Photo: Bud Korotzer/Desertpeace

The protesters briefly blocked the door to the FIDF office, shutting down access to the organization that seeks out donations from an array of American celebrities and Zionist supporters to fund the occupation army of war criminals that regularly attacks, kills and injures Palestinians. Among other activities, “Friends of the IDF” funds “lone soldiers,” people who leave their own home countries to travel to occupied Palestine in order to serve as foreign fighters in the Israeli occupation army.

Bud and Fran Korotzer. Photo: Joe Catron

The participants chanted against FIDF as a fundraiser for war crimes, racism, occupation and apartheid, and distributed leaflets providing information about Khalida Jarrar’s case and encouraging people to take action. They also had something to celebrate at the protest – Bud Korotzer, dedicated photographer, activist and maintainer of the Desertpeace blog with his wife Fran, marked his 86th birthday by joining the demonstration for Jarrar’s release.
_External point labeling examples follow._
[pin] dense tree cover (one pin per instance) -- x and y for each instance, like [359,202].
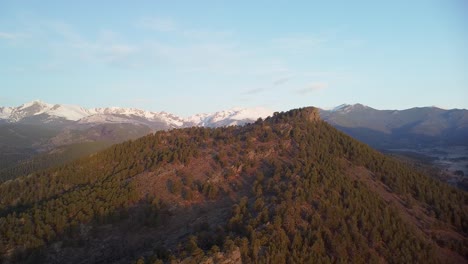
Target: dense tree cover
[298,203]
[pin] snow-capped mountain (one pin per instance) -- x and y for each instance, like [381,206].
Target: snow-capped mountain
[235,116]
[41,112]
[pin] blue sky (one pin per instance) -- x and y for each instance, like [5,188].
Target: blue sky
[188,57]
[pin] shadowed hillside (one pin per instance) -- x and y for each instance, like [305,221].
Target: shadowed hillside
[287,189]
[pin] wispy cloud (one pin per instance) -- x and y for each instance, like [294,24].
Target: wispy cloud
[299,44]
[312,87]
[254,91]
[157,24]
[282,80]
[10,36]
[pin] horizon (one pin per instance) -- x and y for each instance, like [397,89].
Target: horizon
[206,57]
[235,108]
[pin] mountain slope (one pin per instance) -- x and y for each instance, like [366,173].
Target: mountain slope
[415,127]
[289,189]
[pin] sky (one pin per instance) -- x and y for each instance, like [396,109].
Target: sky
[187,57]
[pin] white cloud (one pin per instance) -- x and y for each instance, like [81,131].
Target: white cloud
[157,24]
[282,80]
[10,36]
[299,44]
[312,87]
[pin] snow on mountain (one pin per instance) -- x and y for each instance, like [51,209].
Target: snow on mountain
[5,112]
[346,108]
[69,112]
[340,107]
[80,115]
[235,116]
[28,109]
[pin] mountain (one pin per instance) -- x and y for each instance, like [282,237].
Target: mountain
[415,127]
[37,112]
[32,134]
[286,189]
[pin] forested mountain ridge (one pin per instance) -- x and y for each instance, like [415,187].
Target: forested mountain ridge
[410,128]
[287,189]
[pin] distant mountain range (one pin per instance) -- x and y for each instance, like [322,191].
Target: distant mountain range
[383,129]
[37,112]
[411,128]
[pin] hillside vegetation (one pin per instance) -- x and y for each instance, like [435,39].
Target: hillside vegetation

Joe Catron, the U.S. coordinator of Samidoun, emphasized the importance of building solidarity and international struggle for Jarrar’s release from administrative detention. “Khalida’s decades of solidarity with Palestinian political prisoners and the prisoners’ movement inspire all of us supporting the same struggle. Her administrative detention by Israeli occupation forces is a clear effort to impede her work, particularly her role in efforts to hold Israel accountable at the International Criminal Court for its crimes against Palestinians,” said Catron.

Photo: Joe Catron

“As we continue to mobilize in solidarity with the Great March of Return, we can’t forget the urgency of fighting to free Khalida, other administrative detainees, and all Palestinian political prisoners interned by Israel for their leadership in the struggle for the liberation of Palestine,” he concluded.
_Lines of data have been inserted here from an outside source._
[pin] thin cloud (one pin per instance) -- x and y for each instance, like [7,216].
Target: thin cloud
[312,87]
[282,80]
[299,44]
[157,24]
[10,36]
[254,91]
Jarrar is a leftist, feminist Palestinian parliamentarian with the Abu Ali Mustafa Bloc, aligned with the leftist Popular Front for the Liberation of Palestine. She also serves as Vice-Chair of the Addameer Prisoner Support and Human Rights Association and is a longtime advocate for Palestinian prisoners’ freedom. She is also a member of a PLC commission charged with raising Israeli war crimes and attacks on Palestinian rights to the International Criminal Court.

Photo: Joe Catron

As a prominent leader of the Palestinian struggle, Jarrar has been attacked and arrested on multiple occasions by occupation forces. Indeed, her arrest in July 2017 came just one year after she was released after 14 months in Israeli prison.
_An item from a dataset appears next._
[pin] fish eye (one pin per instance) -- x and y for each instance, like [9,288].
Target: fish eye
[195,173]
Originally, upon that arrest in April 2015, she was also ordered to administrative detention without charge or trial; following an international outcry, she was then tried in an Israeli military court on 12 charges based entirely on political activities like giving speeches and attending events in support of Palestinian prisoners. That arrest itself came nine months after Jarrar defeated an attempt to forcibly displace her from el-Bireh to Jericho under a military order; she set up a permanent protest tent and sit-in at the PLC headquarters throughout the struggle.

Photo: Joe Catron

Inside Israeli prisons, she is known for her leading role, including the educational support that she provides to the minor girls imprisoned with her at HaSharon prison. Jarrar led the women prisoners’ efforts to continue the girls’ education behind bars, even when a promised teacher was denied for three months to the minor girls by the Israeli occupation prison administration.

She is also a participant, with the other nearly 500 Palestinian administrative detainees (out of a total of approximately 6,200 Palestinian prisoners), in a boycott of the Israeli military courts. The boycott, ongoing since 15 February, aims to highlight and expose the sham role played by the military courts in administrative detention orders and renewals. The detainees, unified in their boycott, are demanding an end to the policy and practice of administrative detention.

Administrative detention was first introduced to Palestine by the British colonial mandate and has been a significant weapon of the Zionist colonial occupier since its occupation of Palestine. Palestinians can be jailed for up to six months at a time under a military order on the basis of alleged secret evidence with no charge and no trial. These orders are indefinitely renewable, and Palestinians have spent years on end inside Israeli prisons under repeatedly renewed administrative detention orders.

Samidoun organizers in New York and internationally will be working to organize further actions to free Jarrar and her fellow Palestinian prisoners.